Both use sampled data - there is no possibility of "...at exactly the same time". Especially where 8 (apparent) processors are involved.
The "j" option includes "last used CPU" - on a SMP system there is no presumption that is the only CPU a process has been dispatched on in the interval. The %CPU (in top) is for the process, not the (last used) CPU - and it's not normalised.
As for the usage discrepancy, you're comparing apples to oranges - see the respective manpages for what the numbers are actually representing in each case.

forbin · 04-24-2010, 01:18 AM

Hi syg00, your reply is not unexpected. I've been around the block a few years (25) so I understand that there is no possibility of "exactly the same time," but this situation is still way too weird. 'top' showed the above results continuously for at least an hour. In 'top,' pid 2986 never went below 99% CPU and never showed another 'last CPU' except 7, while at the same time it showed CPU 7 utilization rarely above 20%. Both of these numbers are in 'top,' so there is no apples-to-oranges problem there. One would certainly not expect top to disagree with itself. Thoughts?

(Thanks for the trigger to check the 'ps' man page, though. I see that in 'ps,' CPU% is expressed as time spent running over the lifetime of the process, which is indeed an apples-to-oranges issue.)

syg00 · 04-24-2010, 08:24 AM

A quick trace of top over one interval shows it scanning several /proc files for each process - twice. Presumably to determine usage over the interval - 3 seconds by default.
The summary area numbers appear to be obtained from /proc/stat resolved over /proc/uptime.

So a similar discrepancy arises - it looks like the process numbers are over the interval (as expected), but the summary data (the CPU data) is average since boot.
Supposition only on my behalf, I haven't looked at the code.

forbin · 04-24-2010, 01:24 PM

I don't see how either the top part of 'top' (which I think you referred to as the summary data) or the bottom part of 'top' could be a representation of average usage since boot. The CPU usage stats in the top part cleary change radically every few seconds, and so do the process numbers on the bottom. If either of those were a representation of an average since boot, then on a server that has been up for a few months the numbers would not be observed to change hardly at all. I am seeing the numbers on both top abd bottom change radically every few seconds, except for pid 2986, which at this writing is STILL pegged at 100% on CPU 7, while CPU 7 is at 97% idle.

johnsfine · 04-28-2010, 09:05 AM

The detail that looks wrong is which core that active process is running on.

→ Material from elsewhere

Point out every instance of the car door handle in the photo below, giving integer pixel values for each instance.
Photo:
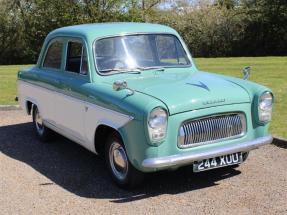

IIUC, you have one single threaded process continuously using 100% of a core and nothing much else happening. Linux is frequently moving that one process to a different core, so no specific core is getting near 100% use. But top is always reporting that process as being on core 7.

I don't know enough about top to be sure of any of that, nor to have any clue why it happens.

forbin · 04-28-2010, 10:56 AM

The kernel is "moving" the process to a different core? Why would it do that?

johnsfine · 04-28-2010, 11:21 AM

I don't know why. I have just observed that behavior whenever I run a single CPU bound thread on a lightly loaded system. Windows (at least XP) moves the thread to a different core more often and distributes the load across cores more uniformly. But both Windows and Linux move the thread.

Maybe it protects a multi core processor from thermal stress from have one core hot while the others are cold. I'm just guessing. I really don't know.

forbin · 04-29-2010, 08:35 AM

Okay, I'll reserve judgement, because I've done an enormous amount of monitoring on Windows and somewhat less on Linux and I don't recall ever seeing that behavior. As far as I know, when a thread requests CPU time, the Windows kernel thread dispatcher identifies a free CPU and dispatches the thread to it. I've never read about it deciding to pull the thread off of the CPU and dispatch it to another one. I guess that behavior could be beneficial in terms of distributing the CPU heat, but otherwise I can't think of a good reason to do that. FYI, the system is not very lightly loaded. There are 140 java processes consuming 23GB of RAM serving a few hundred clients. It's just that at the moment the snapshot above was taken, not much else was happening.